Chiffres clés 2024
- 87 699 salariés, 36 437 sociétaires Scop et Scic, y compris CAE
- 2 723 Scop, Sociétés coopératives et participatives
62 685 salariés, 32 287 sociétaires, 6,7 milliards d’euros de chiffre d’affaires - 1 417 Scic, Sociétés coopératives d’intérêt collectif
15 720 salariés, 1,6 milliard d’euros de chiffre d’affaires - 163 CAE, coopératives d’activité et d’emploi (dont Scop et Scic) :
8767 salariés, 5 097 sociétaires, 0,319 milliard d’euros de chiffre d’affaires
Ces « coopératives de salariés », sont des entreprises dont la propriété est collectivement détenue par celles et ceux qui y travaillent. Elles s’inscrivent dans une logique de démocratie économique, où les salariés, usagers et partenaires contribuent ensemble à la gouvernance, à la stratégie et à la répartition des résultats.
Évolution 2014–2024
Sur la décennie, les Scop et Scic ont connu une croissance continue, tant en nombre qu’en visibilité. Leur poids économique a progressé de plus de 60 %, avec près de 4 200 structures actives en 2024, dont une majorité dans les services, le bâtiment, l’industrie, la culture et l’éducation.

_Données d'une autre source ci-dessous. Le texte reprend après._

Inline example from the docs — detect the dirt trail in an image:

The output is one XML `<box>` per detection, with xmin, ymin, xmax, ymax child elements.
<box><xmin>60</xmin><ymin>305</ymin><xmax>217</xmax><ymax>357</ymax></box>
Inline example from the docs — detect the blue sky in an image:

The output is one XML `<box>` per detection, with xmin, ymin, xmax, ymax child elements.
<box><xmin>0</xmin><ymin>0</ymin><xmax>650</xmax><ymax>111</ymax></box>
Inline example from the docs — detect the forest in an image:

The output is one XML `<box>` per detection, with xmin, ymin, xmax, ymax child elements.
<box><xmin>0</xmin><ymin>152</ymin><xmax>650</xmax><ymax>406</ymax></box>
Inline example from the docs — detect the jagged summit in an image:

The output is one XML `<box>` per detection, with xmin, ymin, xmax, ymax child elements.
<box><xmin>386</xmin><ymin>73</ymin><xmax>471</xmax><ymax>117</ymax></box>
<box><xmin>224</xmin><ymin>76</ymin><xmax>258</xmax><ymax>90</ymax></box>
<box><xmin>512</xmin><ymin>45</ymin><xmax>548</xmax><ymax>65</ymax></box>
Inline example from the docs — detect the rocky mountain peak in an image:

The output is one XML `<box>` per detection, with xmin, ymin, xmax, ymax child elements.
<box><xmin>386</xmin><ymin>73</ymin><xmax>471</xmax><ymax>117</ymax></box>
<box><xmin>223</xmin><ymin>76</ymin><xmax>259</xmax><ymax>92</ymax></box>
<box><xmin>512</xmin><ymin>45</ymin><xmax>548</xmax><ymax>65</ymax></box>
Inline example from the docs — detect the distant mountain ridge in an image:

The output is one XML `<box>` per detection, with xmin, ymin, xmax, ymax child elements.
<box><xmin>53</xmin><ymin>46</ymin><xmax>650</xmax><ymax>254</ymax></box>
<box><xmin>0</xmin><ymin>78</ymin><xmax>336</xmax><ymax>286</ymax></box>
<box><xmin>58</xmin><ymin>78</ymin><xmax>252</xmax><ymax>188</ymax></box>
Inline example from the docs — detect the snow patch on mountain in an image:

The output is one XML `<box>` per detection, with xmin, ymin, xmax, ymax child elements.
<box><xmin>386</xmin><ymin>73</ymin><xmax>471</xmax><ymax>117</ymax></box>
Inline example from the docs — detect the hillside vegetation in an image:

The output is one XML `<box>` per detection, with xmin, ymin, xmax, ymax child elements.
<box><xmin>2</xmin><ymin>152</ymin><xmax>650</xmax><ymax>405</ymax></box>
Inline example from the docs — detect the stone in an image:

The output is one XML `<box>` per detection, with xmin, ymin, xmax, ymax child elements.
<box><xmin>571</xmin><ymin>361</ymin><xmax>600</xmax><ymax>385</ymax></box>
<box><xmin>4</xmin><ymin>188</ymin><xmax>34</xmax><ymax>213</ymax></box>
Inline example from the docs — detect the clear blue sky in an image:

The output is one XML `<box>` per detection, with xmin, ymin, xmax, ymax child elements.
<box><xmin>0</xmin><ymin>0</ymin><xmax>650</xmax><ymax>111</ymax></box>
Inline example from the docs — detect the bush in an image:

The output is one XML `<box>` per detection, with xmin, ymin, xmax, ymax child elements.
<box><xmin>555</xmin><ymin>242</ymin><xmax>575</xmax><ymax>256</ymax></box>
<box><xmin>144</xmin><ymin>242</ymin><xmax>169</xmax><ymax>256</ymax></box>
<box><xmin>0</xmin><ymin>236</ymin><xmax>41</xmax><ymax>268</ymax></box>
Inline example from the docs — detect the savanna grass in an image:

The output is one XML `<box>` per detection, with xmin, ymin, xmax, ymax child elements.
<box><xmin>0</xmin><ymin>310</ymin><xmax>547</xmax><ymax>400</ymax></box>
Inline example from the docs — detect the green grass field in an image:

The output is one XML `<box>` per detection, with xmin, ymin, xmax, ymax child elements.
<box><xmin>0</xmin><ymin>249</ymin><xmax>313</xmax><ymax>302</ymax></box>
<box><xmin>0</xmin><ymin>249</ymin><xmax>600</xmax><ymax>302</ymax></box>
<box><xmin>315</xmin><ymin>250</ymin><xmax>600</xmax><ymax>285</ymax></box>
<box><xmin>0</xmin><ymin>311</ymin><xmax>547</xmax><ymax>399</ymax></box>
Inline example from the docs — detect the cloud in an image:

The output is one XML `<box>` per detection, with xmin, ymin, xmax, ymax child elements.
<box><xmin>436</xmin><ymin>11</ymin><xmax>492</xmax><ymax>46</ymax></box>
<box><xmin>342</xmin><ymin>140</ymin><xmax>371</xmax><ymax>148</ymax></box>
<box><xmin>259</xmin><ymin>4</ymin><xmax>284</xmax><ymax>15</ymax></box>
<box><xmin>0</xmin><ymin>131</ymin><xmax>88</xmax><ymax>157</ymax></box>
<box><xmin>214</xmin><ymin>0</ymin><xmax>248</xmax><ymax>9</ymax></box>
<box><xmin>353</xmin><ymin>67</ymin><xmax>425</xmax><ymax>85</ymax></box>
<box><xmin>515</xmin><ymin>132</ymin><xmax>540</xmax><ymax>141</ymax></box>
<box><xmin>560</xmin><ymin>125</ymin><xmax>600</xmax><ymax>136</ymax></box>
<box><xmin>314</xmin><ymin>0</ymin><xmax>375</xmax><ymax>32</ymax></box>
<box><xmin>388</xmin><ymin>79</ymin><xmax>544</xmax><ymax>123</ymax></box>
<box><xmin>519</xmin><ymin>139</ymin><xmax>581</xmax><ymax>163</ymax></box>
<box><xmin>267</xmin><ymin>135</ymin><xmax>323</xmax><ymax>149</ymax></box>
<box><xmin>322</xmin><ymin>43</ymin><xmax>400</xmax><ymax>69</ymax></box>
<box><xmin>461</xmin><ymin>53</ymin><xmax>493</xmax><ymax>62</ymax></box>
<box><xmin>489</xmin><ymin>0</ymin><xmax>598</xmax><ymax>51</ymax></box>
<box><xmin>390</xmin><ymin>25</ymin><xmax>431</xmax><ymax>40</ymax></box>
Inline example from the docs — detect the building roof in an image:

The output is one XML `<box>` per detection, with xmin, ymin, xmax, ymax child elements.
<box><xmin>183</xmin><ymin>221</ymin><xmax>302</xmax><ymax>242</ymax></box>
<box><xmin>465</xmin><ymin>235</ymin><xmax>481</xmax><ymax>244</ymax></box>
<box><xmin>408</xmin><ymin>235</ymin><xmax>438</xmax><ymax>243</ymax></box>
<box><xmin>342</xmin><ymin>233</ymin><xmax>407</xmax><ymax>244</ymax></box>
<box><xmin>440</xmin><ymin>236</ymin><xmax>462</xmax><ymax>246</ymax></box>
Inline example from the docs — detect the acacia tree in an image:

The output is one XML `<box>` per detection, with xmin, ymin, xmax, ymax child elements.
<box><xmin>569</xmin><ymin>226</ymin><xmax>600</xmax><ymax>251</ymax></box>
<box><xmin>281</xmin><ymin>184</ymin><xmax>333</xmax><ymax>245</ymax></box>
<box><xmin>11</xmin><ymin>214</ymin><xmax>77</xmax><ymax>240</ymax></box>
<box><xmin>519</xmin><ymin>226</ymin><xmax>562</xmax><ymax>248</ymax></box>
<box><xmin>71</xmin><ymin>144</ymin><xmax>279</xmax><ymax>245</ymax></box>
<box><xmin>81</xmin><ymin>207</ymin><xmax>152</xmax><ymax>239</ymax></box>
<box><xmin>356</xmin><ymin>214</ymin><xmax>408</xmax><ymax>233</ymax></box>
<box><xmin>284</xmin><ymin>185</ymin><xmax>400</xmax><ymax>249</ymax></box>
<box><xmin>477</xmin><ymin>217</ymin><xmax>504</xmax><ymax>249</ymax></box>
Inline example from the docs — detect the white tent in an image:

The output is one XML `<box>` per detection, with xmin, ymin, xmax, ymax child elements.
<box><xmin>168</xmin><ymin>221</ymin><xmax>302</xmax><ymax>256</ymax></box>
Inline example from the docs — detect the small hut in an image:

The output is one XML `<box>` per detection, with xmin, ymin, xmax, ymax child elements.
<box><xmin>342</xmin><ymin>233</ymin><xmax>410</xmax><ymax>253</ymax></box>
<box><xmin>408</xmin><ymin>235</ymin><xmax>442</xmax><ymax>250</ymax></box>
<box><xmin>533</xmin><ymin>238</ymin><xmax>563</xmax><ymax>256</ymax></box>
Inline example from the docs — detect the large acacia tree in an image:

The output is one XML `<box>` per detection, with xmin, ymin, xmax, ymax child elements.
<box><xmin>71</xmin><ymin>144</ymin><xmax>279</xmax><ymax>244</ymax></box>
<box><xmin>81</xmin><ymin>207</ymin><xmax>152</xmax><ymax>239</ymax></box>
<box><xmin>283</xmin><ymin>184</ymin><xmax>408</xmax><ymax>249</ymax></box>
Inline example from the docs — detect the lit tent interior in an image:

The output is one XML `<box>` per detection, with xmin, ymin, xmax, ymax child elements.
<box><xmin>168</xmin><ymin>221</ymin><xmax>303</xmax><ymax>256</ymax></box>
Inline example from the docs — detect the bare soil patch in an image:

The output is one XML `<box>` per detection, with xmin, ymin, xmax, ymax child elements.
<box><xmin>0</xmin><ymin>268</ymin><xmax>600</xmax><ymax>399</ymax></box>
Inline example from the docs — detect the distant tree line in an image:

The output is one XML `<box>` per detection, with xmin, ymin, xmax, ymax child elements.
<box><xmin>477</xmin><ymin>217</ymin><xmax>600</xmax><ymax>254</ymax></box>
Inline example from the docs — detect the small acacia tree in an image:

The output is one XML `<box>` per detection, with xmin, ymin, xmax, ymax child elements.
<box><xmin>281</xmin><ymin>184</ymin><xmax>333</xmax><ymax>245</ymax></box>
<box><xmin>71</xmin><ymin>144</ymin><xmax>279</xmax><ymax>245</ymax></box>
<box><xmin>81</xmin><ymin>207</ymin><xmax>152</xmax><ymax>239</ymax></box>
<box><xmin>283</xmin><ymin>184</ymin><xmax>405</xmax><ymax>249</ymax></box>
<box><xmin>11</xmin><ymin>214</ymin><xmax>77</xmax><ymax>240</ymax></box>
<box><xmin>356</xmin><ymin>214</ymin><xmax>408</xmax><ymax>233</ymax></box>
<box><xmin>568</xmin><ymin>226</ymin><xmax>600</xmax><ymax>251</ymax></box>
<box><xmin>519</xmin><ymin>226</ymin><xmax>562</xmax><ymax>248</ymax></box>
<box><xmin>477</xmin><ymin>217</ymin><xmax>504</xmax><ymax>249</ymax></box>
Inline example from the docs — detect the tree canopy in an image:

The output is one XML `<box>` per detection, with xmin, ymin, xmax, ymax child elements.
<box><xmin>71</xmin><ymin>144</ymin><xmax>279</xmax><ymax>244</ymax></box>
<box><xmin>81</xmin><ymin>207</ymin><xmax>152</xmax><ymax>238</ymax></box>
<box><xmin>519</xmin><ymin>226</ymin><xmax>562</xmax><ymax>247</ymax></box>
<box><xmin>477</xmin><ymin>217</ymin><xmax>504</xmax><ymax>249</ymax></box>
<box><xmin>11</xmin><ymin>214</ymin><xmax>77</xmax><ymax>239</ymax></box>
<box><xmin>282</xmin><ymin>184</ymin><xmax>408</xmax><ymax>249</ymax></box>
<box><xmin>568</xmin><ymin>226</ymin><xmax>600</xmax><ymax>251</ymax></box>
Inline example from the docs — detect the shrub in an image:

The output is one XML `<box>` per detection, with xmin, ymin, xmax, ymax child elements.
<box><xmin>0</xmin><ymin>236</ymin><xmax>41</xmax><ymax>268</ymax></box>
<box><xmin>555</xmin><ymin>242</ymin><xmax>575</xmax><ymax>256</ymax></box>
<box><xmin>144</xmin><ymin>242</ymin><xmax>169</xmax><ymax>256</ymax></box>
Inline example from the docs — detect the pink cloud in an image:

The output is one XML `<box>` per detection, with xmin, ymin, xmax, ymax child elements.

Cette expansion s’explique par plusieurs facteurs :
• la sensibilité croissante aux modèles de gouvernance participative et à l’ancrage local,
• le soutien public renforcé (Banque des Territoires, France Relance, dispositifs régionaux d’appui aux reprises d’entreprises en Scop),
• et la maturité du modèle Scic, qui s’est imposé comme cadre privilégié pour les projets d’intérêt collectif (mobilité, énergie, santé, culture, alimentation).
Les CAE (Coopératives d’activité et d’emploi), quant à elles, illustrent une innovation sociale marquante : elles permettent à des entrepreneurs indépendants d’exercer leur activité dans un cadre collectif sécurisé, cumulant autonomie économique et protection salariale.
Enjeux et perspectives 2025–2030
Les Scop, Scic et CAE s’imposent comme des laboratoires des transitions, capables d’apporter des réponses concrètes à de grands enjeux : transition écologique (alimentation durable, propriété collective des biens de première nécessité comme l’énergie, l’économie circulaire…), démocratisation de l’économie (en particulier via la transmission et la reprise d’entreprises par leurs salariés), recherche de sens au travail et sécurisation des parcours professionnels (grâce au modèle entrepreneurial des CAE).
Le défi majeur consiste à poursuivre la dynamique de développement, après le doublement du nombre de Scop et de Scic et de leurs effectifs sur les dix dernières années. Pour cela, plusieurs leviers sont identifiés : la montée en puissance des Scic pour répondre aux besoins des habitants et des collectivités, le volume important d’entreprises à transmettre dans les dix prochaines années, ainsi que l’enjeu de conserver les savoir-faire au sein des entreprises en difficulté grâce à la reprise par les salariés.